Claude Joseph Rouget de Lisle: La Marseillaise

Now the national anthem of France, La Marseillaise was written in 1792 by Claude Joseph Rouget de Lisle in Strasbourg as a call to arms against an Austrian invasion. The amateur musician composed the song in a single night, giving it the title of “Chant de guerre de l’armée du Rhin” (‘Battle Hymn of the Army of the Rhine’).

Although Roughet de Lisle himself supported the monarchy, the song was harnessed by the revolutionaries, and has been somewhat mired in controversy since then, banned in 1815 under King Louis XVIII, and again during the rule of Napoleon III, from 1852 to 1870.

It was only in the First World War, when it was used to rally the people, that it regained its original symbolism of national unity – a symbolism that acquired even more significance during the Second World War, when it was sung by the resistance, after being banned by the Vichy government. Still, notwithstanding the stirring quality of the music, some of the lyrics remain problematic, not least the climax of the chorus: ‘That their impure blood should water our fields.'

Two final protest songs, from South Africa and Eastern Europe

Hugh Masekela: Soweto Blues

Written by the South African trumpeter Hugh Masekela, ‘Soweto Blues’ is about the Soweto uprising: a protest that took place in 1976 against a decision by the apartheid government of South Africa to make Afrikaans a medium of instruction in all schools.

The song’s lyrics bring home the horror of the massacre that followed the uprising: ’The children got a letter from the master/It said no more Xhosa, Sotho, no more Zulu/Refusing to comply they sent an answer/That’s when the policemen came to the rescue/Well children were flying, bullets, dying/Oh the mothers screaming and crying.’

Released in 1977, it was performed by the singer Miriam Makeba, becoming a staple at her live concerts. It still stands as one of the most famous and striking songs of the anti-apartheid movement.

Hirsch Glick: Zog Nit Keinmol

Inspired by the violence of the Warsaw Ghetto Uprising, but also the courage of those massacred in it, this Yiddish song is a frank statement about Jewish suffering and the importance of continuing to fight for survival - even against all the odds.

It was written in 1943 by the young Vilna poet Hirsh Glik, based on a pre-existing melody by the Soviet-Jewish composer Dimitri Pokrass.

Glik himself was a partisan, who fled the Vilna Ghetto when it was liquidated in 1943; he was later captured and executed by the Nazis.

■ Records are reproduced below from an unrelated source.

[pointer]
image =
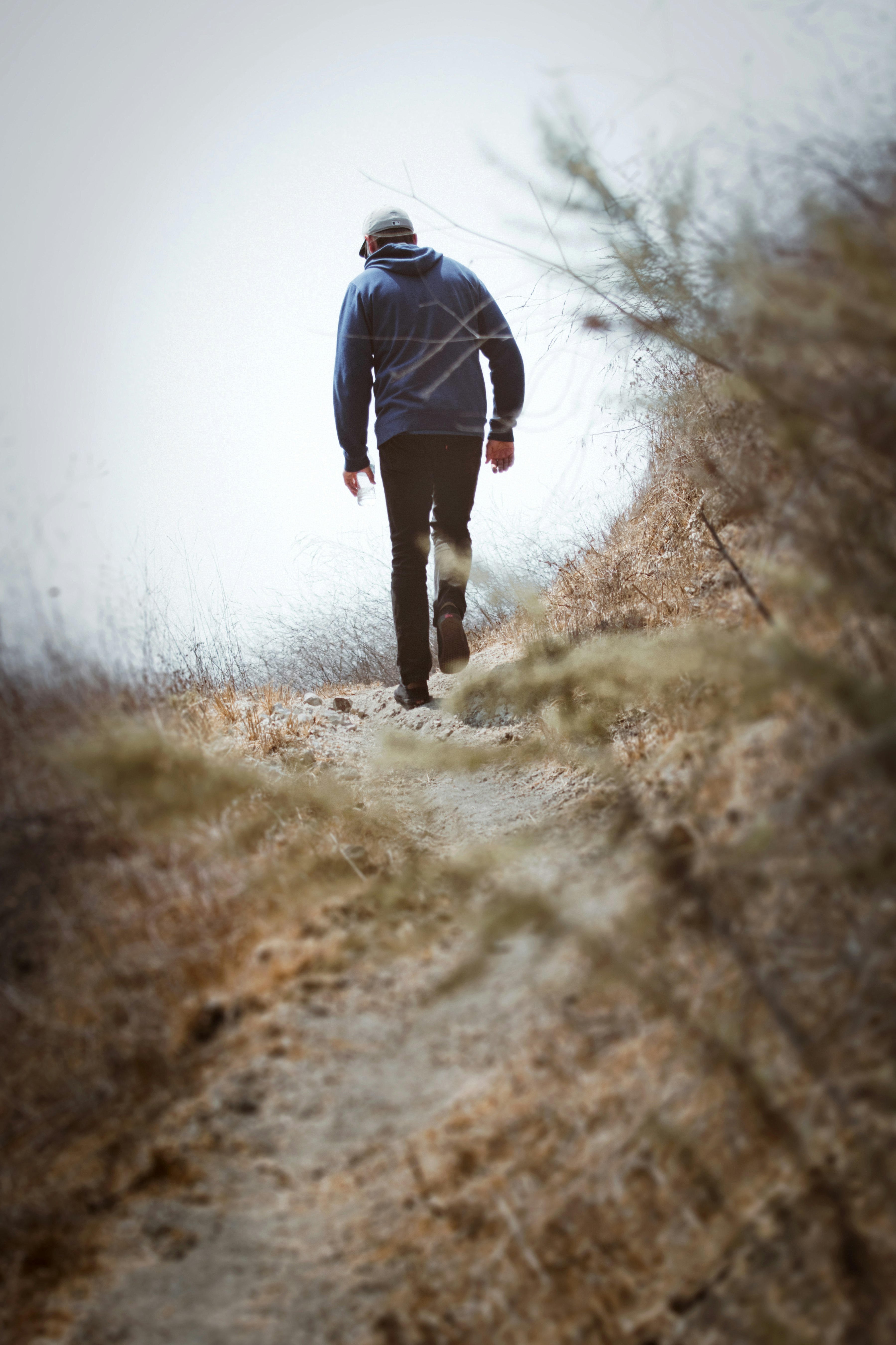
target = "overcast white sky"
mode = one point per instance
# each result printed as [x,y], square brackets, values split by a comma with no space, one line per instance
[184,186]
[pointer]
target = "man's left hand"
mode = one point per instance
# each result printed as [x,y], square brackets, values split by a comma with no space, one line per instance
[352,478]
[500,454]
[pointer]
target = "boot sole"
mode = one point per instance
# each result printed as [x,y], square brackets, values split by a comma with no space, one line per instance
[454,652]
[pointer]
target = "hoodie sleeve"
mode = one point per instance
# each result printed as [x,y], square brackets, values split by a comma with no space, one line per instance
[505,366]
[353,380]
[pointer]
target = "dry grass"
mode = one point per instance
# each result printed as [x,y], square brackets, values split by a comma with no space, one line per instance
[143,859]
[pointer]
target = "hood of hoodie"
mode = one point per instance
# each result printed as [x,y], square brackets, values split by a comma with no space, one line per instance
[404,259]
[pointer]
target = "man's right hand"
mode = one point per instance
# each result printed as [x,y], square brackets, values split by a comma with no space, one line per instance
[352,479]
[500,453]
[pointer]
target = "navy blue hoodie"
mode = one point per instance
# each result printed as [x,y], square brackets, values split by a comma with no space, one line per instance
[412,327]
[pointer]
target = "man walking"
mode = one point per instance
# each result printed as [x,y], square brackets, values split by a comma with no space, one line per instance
[412,327]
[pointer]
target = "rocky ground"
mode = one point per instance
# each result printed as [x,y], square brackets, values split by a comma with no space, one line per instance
[251,1218]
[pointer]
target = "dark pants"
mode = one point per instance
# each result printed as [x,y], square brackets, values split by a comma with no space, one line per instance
[422,471]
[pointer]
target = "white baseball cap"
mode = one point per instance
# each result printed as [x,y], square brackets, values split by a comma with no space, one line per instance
[385,221]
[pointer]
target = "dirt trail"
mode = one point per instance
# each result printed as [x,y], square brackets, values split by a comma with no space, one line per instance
[250,1224]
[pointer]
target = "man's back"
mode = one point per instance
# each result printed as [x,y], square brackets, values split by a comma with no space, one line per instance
[416,322]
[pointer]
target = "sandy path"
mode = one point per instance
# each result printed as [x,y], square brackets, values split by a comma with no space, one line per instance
[305,1130]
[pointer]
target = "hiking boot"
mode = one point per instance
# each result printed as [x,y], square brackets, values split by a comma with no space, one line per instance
[454,652]
[411,697]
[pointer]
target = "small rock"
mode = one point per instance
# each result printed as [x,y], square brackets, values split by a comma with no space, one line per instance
[208,1021]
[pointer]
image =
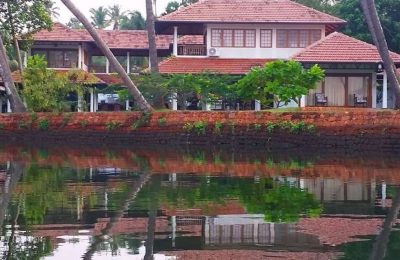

But the song lived on, adopted by Jewish partisan groups across Eastern Europe, as well as those incarcerated in various ghettos and concentration camps, who were spurred on by its message of defiant optimism: ‘never say that you are walking the final road /Though leaden skies obscure blue days /The hour we have been longing for will still come – Our steps will drum – we are here!’

It is now remembered as one of the most powerful symbols of resistance against Nazi Germany’s persecution of the Jews during the Holocaust. As protest songs go, it's hard to get more emotive and powerful.